Das verzauberte Paris

[291] Im August ist Paris die zweithäßlichste Stadt der Welt: staubig, heiß, stickig, grau und reizlos. Auf den Boulevards kann man manchmal auch einen Franzosen sehen – der ist dann aus Algier und sieht auch so aus. Die Original-Franzosen sind in Trou-sur-Mer und werden dort mit Flintenschüssen empfangen. ›Nepp‹ heißt: le coup de fusil – es gibt in Paris an der Kirche Saint-Philippe-du-Roule ein Restaurant, das gleich schießt. Und in diesem Sommer hats immerzu geregnet,[291] immerzu, und dazwischen war es heiß, und hochmütig sahen die gerippten Flächen der geschlossenen Fensterläden auf uns herunter, die wir im Staube krochen . . . Auf einmal war alles ganz anders.

Heute ist Mariä Himmelfahrt, und über Nacht ist der Herbst gekommen. Ah, noch nicht der mit den gefärbten Blättern und den jagenden Wolken und den Windstößen an der Ecke – wir sind ja erst im August. Aber es gibt einen Anfang des Herbstes, den spürt man in der Luft; es hat da so einen kleinen Ruck gegeben – ›knack‹ hat es in der Natur gemacht, und nun ist auf einmal kein Sommer mehr, nun ist da etwas Neues.

Die Luft steht still.

Die Bäume stehen still und rühren sich nicht in der milden, schon eine Spur herben Sonne. Sie warten. Alles wartet auf etwas. Die Schatten im Laub sind dunkler, die Schatten in den Mauerwinkeln, wo die Spatzen wohnen, sind schwärzer, das Licht goldener, die Luft blauer, härter, klarer. Es beginnen die Spätsommertage, jene Tage, die man festhalten möchte, und bei denen man nicht genau weiß, wo der Sommer aufhört und der Herbst beginnt . . . Schon . . . ? Schon.

So ein Tag ist das also heute.

Paris ist leer. Seit Sonnabend mittag sind nun selbst die ausgeflogen, die nicht an die See, nicht ins Gebirge gereist sind: sie haben den halben Sonnabend, den ganzen Sonntag und den ganzen Montag, der ein Feiertag ist. Paris ist leer. Paris ist verzaubert.

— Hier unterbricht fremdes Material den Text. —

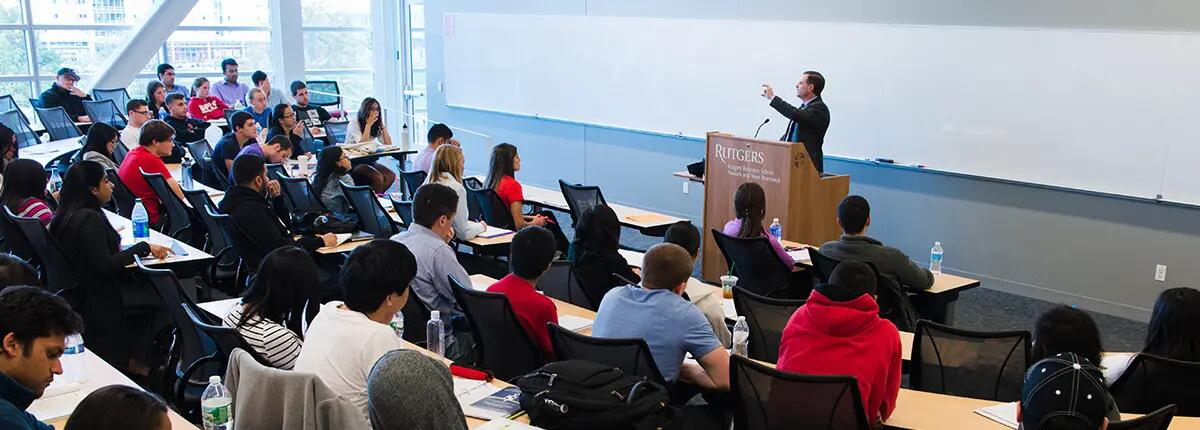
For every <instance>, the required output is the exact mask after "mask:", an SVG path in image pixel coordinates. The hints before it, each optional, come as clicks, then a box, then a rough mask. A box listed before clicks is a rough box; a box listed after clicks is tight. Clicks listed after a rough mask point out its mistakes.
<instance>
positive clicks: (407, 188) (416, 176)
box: [400, 171, 430, 201]
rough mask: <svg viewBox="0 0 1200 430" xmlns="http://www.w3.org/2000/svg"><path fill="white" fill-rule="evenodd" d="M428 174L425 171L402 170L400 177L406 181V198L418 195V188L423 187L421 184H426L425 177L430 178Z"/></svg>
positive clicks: (404, 182)
mask: <svg viewBox="0 0 1200 430" xmlns="http://www.w3.org/2000/svg"><path fill="white" fill-rule="evenodd" d="M428 175H430V174H428V173H425V172H424V171H413V172H404V171H400V179H402V180H403V181H404V198H406V199H409V201H410V199H413V196H415V195H416V189H419V187H421V184H425V178H428Z"/></svg>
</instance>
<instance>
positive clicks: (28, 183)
mask: <svg viewBox="0 0 1200 430" xmlns="http://www.w3.org/2000/svg"><path fill="white" fill-rule="evenodd" d="M46 183H47V180H46V169H44V168H42V163H40V162H37V161H34V160H29V159H17V160H13V161H12V163H10V165H8V166H7V168H5V181H4V186H2V187H0V204H4V205H5V207H6V208H8V210H12V213H13V214H16V215H17V216H23V217H32V219H37V220H38V221H41V222H42V225H43V226H48V225H49V223H50V217H52V216H54V211H53V210H50V205H49V204H47V203H46Z"/></svg>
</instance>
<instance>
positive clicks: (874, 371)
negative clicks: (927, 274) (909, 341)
mask: <svg viewBox="0 0 1200 430" xmlns="http://www.w3.org/2000/svg"><path fill="white" fill-rule="evenodd" d="M875 282H876V281H875V274H874V273H872V271H871V268H870V267H868V265H866V264H865V263H862V262H842V263H841V264H838V268H836V269H834V271H833V275H830V276H829V282H828V283H821V285H817V286H816V288H814V289H812V293H810V294H809V299H808V301H805V303H804V305H803V306H800V309H798V310H796V313H792V317H791V318H790V319H788V321H787V326H786V327H785V328H784V335H782V339H781V340H780V344H779V364H778V368H779V370H784V371H790V372H797V374H809V375H851V376H853V377H854V380H857V381H858V392H859V394H860V395H862V396H863V407H864V408H865V412H866V418H868V422H870V423H880V422H881V420H886V419H888V417H890V416H892V411H894V410H895V407H896V396H898V395H899V394H900V374H901V370H900V360H901V354H902V352H901V348H900V332H899V330H896V327H895V326H894V324H892V322H889V321H887V319H883V318H881V317H880V306H878V305H877V304H876V303H875V285H876V283H875Z"/></svg>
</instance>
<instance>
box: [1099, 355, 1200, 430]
mask: <svg viewBox="0 0 1200 430" xmlns="http://www.w3.org/2000/svg"><path fill="white" fill-rule="evenodd" d="M1195 383H1200V362H1183V360H1175V359H1170V358H1164V357H1158V356H1152V354H1146V353H1139V354H1138V356H1134V358H1133V362H1130V363H1129V368H1128V369H1126V371H1124V374H1121V377H1118V378H1117V380H1116V381H1114V382H1112V387H1111V388H1109V392H1110V393H1112V398H1114V399H1115V400H1116V401H1117V406H1120V408H1121V412H1134V413H1150V412H1151V411H1154V410H1157V408H1159V407H1163V406H1166V405H1170V404H1175V405H1176V406H1177V407H1178V411H1177V412H1178V414H1181V416H1184V417H1195V416H1200V390H1198V389H1196V386H1195Z"/></svg>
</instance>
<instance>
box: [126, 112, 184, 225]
mask: <svg viewBox="0 0 1200 430" xmlns="http://www.w3.org/2000/svg"><path fill="white" fill-rule="evenodd" d="M174 137H175V129H172V127H170V126H169V125H167V123H163V121H162V120H157V119H152V120H149V121H146V124H145V125H143V126H142V137H139V138H138V148H134V149H133V150H132V151H130V154H127V155H125V160H124V161H122V162H121V168H120V169H118V171H116V175H118V177H120V178H121V183H125V187H127V189H130V191H131V192H133V196H134V197H137V198H140V199H142V202H143V203H144V204H145V207H146V214H149V215H150V225H151V226H160V225H161V223H160V222H158V221H160V216H161V215H162V202H160V201H158V195H155V193H154V190H151V189H150V184H146V180H145V178H142V172H145V173H161V174H162V177H163V178H164V179H167V185H168V186H170V190H172V191H174V192H175V196H178V197H179V198H181V199H182V198H184V191H182V190H181V189H180V187H179V183H176V181H175V179H172V177H170V171H168V169H167V165H164V163H163V162H162V159H160V157H164V156H168V155H170V151H172V149H174V148H175V143H174V141H173V138H174Z"/></svg>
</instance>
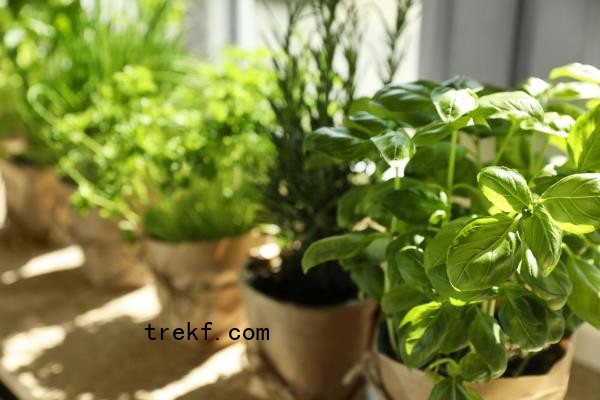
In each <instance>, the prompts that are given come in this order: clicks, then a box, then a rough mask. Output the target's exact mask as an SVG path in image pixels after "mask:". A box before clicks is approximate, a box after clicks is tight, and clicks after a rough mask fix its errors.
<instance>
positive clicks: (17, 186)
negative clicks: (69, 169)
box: [0, 160, 68, 244]
mask: <svg viewBox="0 0 600 400" xmlns="http://www.w3.org/2000/svg"><path fill="white" fill-rule="evenodd" d="M0 173H1V174H2V176H3V180H4V184H5V189H6V210H7V219H8V221H9V222H10V223H11V224H13V225H14V226H15V228H16V229H17V230H18V231H20V232H22V233H23V234H25V235H27V236H29V237H31V238H32V239H35V240H53V241H56V242H60V243H61V244H62V242H64V240H65V239H66V238H64V237H63V236H61V235H60V231H58V230H56V229H55V214H56V213H57V212H58V210H60V209H61V208H64V207H67V206H68V191H66V190H65V185H64V184H63V183H62V182H61V181H60V179H59V178H58V176H57V175H56V173H55V171H54V169H52V168H38V167H34V166H28V165H21V164H16V163H11V162H7V161H3V160H0Z"/></svg>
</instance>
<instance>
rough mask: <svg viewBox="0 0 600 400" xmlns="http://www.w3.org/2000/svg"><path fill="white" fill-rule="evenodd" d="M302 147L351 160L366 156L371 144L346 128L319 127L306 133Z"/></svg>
mask: <svg viewBox="0 0 600 400" xmlns="http://www.w3.org/2000/svg"><path fill="white" fill-rule="evenodd" d="M304 148H305V149H306V150H313V151H318V152H321V153H324V154H327V155H328V156H331V157H334V158H338V159H341V160H348V161H351V160H357V159H361V158H367V156H368V155H369V154H370V152H371V151H372V149H373V145H372V144H371V142H369V140H367V139H365V138H362V137H359V136H355V135H353V134H352V132H350V130H348V129H346V128H320V129H317V130H316V131H314V132H310V133H308V134H307V135H306V138H305V139H304Z"/></svg>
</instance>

Man kann die großen Boulevards hinuntergehen; da sind noch einige Menschen, auch noch Wagen . . . Aber die langen Avenuen meiner Lieblingsviertel sind leer geblasen – man kann sich durch das Siebente träumen und durch das Achte – man kann auf dem Fahrdamm stehenbleiben und einer Katze zusehen, die hochmütig an der Tür sitzt, eine Concierge auch sie – aber sie zeigt viel weniger Interesse für ihre Mieter als die geschäftige Frau, die in jedes pariser Haus diesen Schuß von Kleinerleuteluft, Klatsch, Gemüsekram und Polizeispitzelei hineinträgt . . . Guten Tag, Katze. Hört nicht.

Leer ist Paris.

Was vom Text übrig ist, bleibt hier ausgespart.